While Americans rejoiced, the Biden administration worked behind the scenes to ensure that it could reimplement mask mandates at any time, in any place, for any reason.
The return of COVID hysteria begs the question: what “power” did Jen Psaki and the White House want to preserve? Their legal briefs appealing Judge Kimball’s decision offer clues.
In court, the Biden administration argued that mask mandates should be permissible even if there is no evidence to support them. Further, government lawyers wrote that these mandates should be permissible to any extent that bureaucrats deem necessary, even if the risk of COVID is nonexistent.

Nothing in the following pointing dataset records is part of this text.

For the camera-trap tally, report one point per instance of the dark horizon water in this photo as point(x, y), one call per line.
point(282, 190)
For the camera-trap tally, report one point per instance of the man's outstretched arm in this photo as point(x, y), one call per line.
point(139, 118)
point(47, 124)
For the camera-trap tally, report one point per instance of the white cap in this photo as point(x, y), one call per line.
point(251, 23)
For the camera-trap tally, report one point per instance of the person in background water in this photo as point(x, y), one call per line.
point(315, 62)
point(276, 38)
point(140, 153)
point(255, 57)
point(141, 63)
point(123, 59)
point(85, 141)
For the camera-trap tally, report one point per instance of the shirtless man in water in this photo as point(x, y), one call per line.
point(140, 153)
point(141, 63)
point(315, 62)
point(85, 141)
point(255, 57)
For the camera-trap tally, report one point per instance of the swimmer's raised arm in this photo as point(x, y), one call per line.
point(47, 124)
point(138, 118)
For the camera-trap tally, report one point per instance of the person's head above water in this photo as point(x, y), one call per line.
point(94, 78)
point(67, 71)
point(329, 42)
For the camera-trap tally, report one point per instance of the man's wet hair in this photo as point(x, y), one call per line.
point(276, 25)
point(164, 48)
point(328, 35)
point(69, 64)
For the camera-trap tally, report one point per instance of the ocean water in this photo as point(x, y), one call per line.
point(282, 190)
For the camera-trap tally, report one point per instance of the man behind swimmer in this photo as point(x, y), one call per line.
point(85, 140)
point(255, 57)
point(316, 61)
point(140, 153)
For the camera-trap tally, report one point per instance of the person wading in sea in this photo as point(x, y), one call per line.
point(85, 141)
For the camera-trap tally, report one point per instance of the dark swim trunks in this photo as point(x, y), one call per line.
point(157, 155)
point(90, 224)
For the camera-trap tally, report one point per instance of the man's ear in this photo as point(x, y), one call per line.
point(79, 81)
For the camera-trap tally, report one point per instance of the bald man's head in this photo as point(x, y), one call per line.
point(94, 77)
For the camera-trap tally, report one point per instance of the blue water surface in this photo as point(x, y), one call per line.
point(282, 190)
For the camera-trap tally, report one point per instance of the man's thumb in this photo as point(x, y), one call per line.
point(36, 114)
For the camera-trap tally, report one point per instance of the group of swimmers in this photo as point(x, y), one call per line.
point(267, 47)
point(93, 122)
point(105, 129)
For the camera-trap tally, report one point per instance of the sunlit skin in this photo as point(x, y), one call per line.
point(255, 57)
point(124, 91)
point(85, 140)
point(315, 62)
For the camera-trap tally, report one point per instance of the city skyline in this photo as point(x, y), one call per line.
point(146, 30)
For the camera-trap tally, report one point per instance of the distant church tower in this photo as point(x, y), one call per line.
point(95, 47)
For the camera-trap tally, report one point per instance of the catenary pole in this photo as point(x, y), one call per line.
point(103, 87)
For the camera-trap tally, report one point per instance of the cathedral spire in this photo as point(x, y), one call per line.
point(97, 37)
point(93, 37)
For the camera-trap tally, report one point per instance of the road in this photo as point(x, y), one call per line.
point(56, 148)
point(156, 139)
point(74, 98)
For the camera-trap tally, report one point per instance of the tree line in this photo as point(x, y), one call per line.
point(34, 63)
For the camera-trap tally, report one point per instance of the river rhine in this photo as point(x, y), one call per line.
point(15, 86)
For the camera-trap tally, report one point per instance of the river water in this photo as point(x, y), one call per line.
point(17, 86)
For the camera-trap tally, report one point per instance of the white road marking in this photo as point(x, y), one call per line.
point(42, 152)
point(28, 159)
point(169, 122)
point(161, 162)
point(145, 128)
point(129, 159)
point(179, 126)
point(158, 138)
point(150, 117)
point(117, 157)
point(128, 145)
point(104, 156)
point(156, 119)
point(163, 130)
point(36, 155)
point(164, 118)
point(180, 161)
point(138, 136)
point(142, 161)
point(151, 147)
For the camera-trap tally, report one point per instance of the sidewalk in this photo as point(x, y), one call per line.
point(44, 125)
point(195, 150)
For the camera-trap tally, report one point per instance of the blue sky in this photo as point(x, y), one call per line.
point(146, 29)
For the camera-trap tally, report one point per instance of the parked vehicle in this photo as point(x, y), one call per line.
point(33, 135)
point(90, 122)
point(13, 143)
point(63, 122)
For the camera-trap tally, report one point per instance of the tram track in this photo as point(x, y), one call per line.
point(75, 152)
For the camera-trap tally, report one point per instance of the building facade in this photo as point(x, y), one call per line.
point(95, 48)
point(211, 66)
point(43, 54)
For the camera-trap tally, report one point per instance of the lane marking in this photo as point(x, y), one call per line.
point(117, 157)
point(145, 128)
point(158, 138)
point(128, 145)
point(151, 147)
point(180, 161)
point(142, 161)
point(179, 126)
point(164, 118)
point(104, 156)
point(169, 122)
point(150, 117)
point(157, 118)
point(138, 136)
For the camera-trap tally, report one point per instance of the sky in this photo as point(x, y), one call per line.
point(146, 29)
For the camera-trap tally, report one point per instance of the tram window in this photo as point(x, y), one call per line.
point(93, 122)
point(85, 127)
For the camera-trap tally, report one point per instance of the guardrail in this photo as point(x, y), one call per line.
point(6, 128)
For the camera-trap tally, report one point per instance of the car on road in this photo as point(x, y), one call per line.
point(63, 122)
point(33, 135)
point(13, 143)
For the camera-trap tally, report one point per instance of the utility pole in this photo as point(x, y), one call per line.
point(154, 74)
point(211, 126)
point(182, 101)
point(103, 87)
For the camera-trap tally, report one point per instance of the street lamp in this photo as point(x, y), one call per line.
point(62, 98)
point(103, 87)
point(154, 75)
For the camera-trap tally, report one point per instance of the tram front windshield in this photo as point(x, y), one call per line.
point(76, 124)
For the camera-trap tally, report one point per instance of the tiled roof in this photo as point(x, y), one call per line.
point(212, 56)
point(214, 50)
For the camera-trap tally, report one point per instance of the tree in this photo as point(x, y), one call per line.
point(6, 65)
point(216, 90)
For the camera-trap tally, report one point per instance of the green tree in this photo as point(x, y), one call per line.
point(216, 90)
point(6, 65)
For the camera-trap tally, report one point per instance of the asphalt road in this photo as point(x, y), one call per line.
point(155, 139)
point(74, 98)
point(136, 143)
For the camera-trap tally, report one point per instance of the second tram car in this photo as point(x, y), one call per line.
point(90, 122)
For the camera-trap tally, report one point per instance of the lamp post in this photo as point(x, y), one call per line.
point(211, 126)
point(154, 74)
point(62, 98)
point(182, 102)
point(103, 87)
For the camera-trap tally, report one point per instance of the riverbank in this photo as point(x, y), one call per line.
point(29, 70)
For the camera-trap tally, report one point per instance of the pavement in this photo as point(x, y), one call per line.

That is not hyperbole. Opponents of the mandates argued that the government should have “controlled trials” to provide evidence of efficacy and potential negative side effects before implementing universal masking.
The Biden administration responded that the government did not need to provide any evidence or rational basis for its orders. Instead, “the CDC’s determination that there was good cause” should be sufficient. Government edicts should not be subject to judicial scrutiny, according to the government’s brief.
Further, there should be no limit to that authority, according to the Biden administration. “It was equally permissible for the CDC,” the brief argued, “to make the masking requirement applicable to all passengers ... regardless of whether there is any indication that the plane is diseased or dirtied.”
It’s not difficult to discern what we might call the Biden Doctrine of administrative rule-making. It means that the agencies can order whatever they want, whether or not there is any plausible basis in law or whether or not there is any rational basis for it at all. It is a doctrine of bureaucratic supremacy.